Über ganz Europa gemittelt waren 2023 elf Monate überdurchschnittlich warm. Der September sei sogar der wärmste seit Beginn der Aufzeichnungen im Jahr 1940 gewesen. Insgesamt sei ein Rekordwert an Tagen mit sogenanntem extremen Hitzestress registriert worden, also gefühlten Temperaturen von über 46 Grad. Die Zahl der hitzebedingten Todesfälle sei in den vergangenen 20 Jahren im Schnitt um 30 Prozent gestiegen.

„Kakophonie gebrochener Rekorde“

Der Vorsitzender der World Meteorological Organization (WMO), Petteri Taalas, spricht von einer „ohrenbetäubenden Kakophonie gebrochener Rekorde“. „Wir müssen jetzt handeln, um die Risiken eines zunehmend unwirtlichen Klimas in diesem und den kommenden Jahrhunderten zu begrenzen.“

Die Konzentration der Treibhausgase in der Atmosphäre, die globalen Temperaturen und der Anstieg des Meeresspiegels hätten neue Höchstwerte erreicht, so Taalas.
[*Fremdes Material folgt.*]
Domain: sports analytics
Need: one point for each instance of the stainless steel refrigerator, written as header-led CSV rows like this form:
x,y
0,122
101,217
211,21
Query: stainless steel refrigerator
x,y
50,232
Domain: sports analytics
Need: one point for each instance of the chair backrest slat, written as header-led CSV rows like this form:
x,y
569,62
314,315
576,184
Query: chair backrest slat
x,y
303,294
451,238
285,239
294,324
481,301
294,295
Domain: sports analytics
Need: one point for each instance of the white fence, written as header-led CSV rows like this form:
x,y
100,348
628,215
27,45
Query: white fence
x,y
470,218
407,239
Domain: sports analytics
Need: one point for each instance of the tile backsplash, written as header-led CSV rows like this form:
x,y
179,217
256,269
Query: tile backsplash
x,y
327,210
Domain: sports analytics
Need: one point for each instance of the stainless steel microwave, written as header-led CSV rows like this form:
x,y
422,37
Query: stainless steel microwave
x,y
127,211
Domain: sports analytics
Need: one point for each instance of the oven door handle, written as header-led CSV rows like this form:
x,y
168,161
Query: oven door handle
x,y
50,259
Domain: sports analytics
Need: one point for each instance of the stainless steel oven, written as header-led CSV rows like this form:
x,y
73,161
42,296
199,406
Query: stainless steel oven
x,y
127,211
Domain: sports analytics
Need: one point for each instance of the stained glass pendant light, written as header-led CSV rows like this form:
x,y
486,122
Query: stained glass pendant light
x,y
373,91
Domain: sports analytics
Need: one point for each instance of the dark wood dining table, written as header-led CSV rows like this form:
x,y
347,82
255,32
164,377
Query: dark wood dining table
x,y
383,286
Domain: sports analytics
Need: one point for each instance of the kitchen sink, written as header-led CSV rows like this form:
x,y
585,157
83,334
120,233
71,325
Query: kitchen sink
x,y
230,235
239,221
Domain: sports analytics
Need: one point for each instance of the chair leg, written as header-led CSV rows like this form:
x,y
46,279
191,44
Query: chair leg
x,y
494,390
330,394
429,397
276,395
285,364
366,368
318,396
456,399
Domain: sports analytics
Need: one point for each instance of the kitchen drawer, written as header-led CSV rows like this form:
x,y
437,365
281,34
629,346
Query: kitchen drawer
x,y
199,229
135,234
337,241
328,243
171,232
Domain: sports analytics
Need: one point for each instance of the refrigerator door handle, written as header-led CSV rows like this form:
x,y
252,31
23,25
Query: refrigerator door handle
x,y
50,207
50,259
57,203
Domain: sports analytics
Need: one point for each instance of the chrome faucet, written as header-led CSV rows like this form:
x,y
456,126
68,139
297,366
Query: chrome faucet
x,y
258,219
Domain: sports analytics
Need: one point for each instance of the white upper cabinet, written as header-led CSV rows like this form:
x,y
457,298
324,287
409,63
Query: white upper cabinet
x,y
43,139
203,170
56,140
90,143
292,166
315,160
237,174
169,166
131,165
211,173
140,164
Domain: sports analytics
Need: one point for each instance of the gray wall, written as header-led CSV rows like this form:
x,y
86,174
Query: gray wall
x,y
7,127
Das antarktische Meereis sei wiederum auf einen Tiefstwert zurückgegangen.

Diese Entwicklung sei „mehr als nur Statistik“, betont Taalas. „Wir riskieren, den Wettlauf um die Rettung unserer Gletscher und die Eindämmung des Anstiegs des Meeresspiegels zu verlieren.“ Extremwetterereignisse wie Hitzewellen, Dürren und Starkregen hätten auf der Erde in diesem Jahr zudem „eine Spur der Verwüstung und Verzweiflung“ hinterlassen.